Page 69 «En 1945, bien que la guerre avec le Japon n’eût pas duré trois semaines, on récolta un grand nombre de prisonniers japonais pour les besoins pressants des chantiers de construction de Sibérie et d’Asie centrale, et là-bas aussi, on procéda à la même opération de sélection criminels de guerre destinés au Goulag. Tout en ne connaissant pas les détails, je suis persuadé que la plupart des Japonais n’ont pas été jugé de façon légale. C’était un acte de vengeance et un moyen de retenir de la main d’œuvre pour un délai plus long…. » Fin de citation

Suit alors, une longue liste d’autres civils fait prisonnier également pour fait politique… Bulgares, Yougoslaves, les Tchèques à moindre degré, les autrichiens, les allemands…. ceux de la Manchourie, Vlassoviens, les Cosaques de Krasnov et les musulmans des unités nationales créées sous Hitler convaincus ou contraints… des citoyens russes ayant trouvé refuge dans des territoires contrôlés par les alliés, un certain nombre de Polonais, des Roumains, des Hongrois, des prêtres…

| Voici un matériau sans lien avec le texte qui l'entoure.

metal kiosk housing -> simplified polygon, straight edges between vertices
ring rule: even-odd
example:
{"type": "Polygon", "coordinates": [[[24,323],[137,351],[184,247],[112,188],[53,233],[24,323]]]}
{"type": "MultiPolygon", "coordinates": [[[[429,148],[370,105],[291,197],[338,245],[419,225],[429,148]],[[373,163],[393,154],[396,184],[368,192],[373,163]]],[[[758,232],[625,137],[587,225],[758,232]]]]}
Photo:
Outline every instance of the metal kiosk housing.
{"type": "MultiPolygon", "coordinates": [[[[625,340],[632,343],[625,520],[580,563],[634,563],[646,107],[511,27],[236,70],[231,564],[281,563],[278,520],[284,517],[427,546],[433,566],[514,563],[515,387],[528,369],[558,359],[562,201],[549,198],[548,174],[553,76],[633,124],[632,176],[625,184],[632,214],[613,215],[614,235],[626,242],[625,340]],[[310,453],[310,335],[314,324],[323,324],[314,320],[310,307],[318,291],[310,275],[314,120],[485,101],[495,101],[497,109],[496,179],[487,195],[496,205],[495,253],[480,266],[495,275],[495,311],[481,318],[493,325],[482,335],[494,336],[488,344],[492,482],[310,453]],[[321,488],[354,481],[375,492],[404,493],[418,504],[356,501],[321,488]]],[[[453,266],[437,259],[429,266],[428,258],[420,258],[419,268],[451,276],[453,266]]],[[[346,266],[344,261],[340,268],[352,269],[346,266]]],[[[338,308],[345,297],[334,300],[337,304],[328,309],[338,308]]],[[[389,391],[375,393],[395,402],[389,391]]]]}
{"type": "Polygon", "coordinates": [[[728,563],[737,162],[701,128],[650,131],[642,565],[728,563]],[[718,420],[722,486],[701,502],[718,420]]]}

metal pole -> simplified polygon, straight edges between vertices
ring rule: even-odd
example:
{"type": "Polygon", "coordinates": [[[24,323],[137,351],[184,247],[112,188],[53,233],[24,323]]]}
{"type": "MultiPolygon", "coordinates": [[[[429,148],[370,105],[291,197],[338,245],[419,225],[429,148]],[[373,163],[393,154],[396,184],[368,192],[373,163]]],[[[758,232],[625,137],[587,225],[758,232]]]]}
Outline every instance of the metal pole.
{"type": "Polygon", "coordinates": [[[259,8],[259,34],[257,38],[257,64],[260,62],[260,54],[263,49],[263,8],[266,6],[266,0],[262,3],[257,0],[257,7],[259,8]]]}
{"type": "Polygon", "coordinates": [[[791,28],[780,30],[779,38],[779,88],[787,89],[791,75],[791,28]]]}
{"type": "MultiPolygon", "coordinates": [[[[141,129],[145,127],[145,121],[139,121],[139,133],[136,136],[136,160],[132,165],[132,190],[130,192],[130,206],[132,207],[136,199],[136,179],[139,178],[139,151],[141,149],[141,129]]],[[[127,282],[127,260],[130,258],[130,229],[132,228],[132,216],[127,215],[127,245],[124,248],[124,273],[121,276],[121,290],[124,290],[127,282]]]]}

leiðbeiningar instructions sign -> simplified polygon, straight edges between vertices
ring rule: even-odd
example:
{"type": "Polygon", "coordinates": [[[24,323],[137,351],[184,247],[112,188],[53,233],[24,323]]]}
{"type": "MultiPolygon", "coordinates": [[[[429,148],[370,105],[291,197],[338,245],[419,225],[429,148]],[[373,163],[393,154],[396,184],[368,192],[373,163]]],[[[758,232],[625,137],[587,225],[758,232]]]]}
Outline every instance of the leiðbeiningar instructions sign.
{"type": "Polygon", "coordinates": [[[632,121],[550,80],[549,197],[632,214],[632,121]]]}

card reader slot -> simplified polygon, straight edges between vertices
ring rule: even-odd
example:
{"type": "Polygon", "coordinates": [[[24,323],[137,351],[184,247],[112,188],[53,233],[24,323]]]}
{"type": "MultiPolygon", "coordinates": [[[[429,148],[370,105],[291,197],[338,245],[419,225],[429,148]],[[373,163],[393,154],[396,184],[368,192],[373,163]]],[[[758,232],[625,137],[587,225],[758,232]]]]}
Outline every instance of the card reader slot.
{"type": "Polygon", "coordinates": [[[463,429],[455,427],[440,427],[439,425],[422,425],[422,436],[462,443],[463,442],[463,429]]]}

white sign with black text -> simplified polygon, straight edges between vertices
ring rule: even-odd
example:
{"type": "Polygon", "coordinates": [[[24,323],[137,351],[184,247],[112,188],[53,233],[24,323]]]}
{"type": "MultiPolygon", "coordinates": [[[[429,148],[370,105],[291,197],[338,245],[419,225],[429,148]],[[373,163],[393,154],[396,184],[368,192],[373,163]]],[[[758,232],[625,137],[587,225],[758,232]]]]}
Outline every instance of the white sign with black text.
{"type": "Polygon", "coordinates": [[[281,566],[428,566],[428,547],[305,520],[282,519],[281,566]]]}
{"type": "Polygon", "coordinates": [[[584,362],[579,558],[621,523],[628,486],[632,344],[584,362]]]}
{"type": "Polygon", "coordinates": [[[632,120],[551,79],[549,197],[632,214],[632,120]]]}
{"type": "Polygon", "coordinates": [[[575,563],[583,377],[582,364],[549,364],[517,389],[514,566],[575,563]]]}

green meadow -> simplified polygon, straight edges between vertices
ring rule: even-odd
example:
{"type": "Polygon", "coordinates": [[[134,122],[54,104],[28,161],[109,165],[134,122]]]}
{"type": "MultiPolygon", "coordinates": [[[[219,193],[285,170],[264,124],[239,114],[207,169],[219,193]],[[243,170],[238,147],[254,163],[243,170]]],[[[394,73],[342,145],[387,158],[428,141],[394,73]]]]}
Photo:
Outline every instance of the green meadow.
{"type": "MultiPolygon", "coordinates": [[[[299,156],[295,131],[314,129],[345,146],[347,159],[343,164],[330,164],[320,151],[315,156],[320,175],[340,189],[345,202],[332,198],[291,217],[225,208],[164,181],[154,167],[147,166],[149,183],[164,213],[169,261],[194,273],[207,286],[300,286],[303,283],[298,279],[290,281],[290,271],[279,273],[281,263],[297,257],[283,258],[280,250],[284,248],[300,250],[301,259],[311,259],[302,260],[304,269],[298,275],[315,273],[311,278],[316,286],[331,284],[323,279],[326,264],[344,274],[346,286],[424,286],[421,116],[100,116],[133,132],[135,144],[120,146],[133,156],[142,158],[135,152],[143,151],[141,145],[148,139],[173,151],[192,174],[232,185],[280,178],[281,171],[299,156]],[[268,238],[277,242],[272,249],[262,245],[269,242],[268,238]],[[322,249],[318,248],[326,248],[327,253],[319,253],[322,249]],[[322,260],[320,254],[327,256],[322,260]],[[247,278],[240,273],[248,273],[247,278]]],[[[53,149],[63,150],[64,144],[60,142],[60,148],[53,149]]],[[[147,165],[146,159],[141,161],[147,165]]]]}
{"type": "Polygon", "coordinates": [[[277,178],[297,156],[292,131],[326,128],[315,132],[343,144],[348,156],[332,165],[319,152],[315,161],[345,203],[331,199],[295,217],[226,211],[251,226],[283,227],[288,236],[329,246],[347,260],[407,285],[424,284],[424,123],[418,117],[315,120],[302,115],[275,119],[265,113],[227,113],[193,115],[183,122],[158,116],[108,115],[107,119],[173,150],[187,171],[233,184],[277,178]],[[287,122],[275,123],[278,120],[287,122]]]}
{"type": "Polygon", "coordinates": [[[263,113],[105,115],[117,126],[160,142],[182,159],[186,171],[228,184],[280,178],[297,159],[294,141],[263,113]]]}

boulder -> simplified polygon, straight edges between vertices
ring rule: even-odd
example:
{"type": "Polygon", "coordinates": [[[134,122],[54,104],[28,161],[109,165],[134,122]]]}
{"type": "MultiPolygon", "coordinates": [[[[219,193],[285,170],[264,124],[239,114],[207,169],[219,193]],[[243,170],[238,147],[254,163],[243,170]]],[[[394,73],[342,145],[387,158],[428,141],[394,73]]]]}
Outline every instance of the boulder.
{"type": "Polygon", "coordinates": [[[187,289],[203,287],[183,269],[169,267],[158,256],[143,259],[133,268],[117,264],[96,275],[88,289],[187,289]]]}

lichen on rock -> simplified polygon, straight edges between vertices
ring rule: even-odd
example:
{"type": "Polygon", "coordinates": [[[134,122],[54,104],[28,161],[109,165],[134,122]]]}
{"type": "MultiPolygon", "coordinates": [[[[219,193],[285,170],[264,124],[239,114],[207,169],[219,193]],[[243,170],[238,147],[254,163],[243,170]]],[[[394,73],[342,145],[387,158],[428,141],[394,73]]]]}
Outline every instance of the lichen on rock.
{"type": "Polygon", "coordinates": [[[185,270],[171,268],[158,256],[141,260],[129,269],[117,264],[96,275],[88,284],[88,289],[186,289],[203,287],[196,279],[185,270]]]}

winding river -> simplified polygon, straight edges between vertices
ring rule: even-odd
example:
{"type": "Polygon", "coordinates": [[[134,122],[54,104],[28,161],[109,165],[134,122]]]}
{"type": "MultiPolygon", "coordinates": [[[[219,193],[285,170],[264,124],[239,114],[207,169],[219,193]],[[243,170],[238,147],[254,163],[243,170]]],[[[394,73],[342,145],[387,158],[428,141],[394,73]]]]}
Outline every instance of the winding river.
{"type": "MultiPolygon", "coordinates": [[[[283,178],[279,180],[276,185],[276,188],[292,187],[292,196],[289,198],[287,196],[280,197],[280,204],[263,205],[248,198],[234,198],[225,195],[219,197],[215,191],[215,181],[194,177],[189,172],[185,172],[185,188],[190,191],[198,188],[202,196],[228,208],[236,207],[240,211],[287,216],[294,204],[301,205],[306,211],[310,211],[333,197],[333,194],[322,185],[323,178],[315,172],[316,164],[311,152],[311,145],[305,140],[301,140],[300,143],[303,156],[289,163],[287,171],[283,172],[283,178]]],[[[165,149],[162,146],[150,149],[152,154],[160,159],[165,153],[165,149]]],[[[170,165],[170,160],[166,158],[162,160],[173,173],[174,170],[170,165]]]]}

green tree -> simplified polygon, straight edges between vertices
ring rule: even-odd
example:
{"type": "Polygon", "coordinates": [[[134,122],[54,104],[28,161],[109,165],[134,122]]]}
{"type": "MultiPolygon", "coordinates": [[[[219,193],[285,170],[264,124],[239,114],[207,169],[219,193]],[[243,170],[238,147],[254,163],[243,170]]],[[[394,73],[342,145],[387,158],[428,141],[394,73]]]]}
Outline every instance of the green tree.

Page 76 : Dans le chapitre intitulé : Instruction, l’auteur évoque les simulacres de jugement, faute de preuves réelles… «Donnez-nous vous-même des arguments, aidez-nous à fabriquer votre affaire ! Et l’on raconte exactement la même chose du Guépéou (Administration politique de l’Etat) de Riazan en 1930 !» Fin de citation

Puis ce sont des pages entières, évoquant les modes d’intimidation des prisonniers afin d’avouer des crimes qui n’ont jamais été commis !

Page 125 : l’auteur revient sur la suite de son arrestation, dans la maison d’arrêt : La Loubianka, évoquant ses compagnons d’infortune. Il écopa de dix-sept années d’emprisonnement.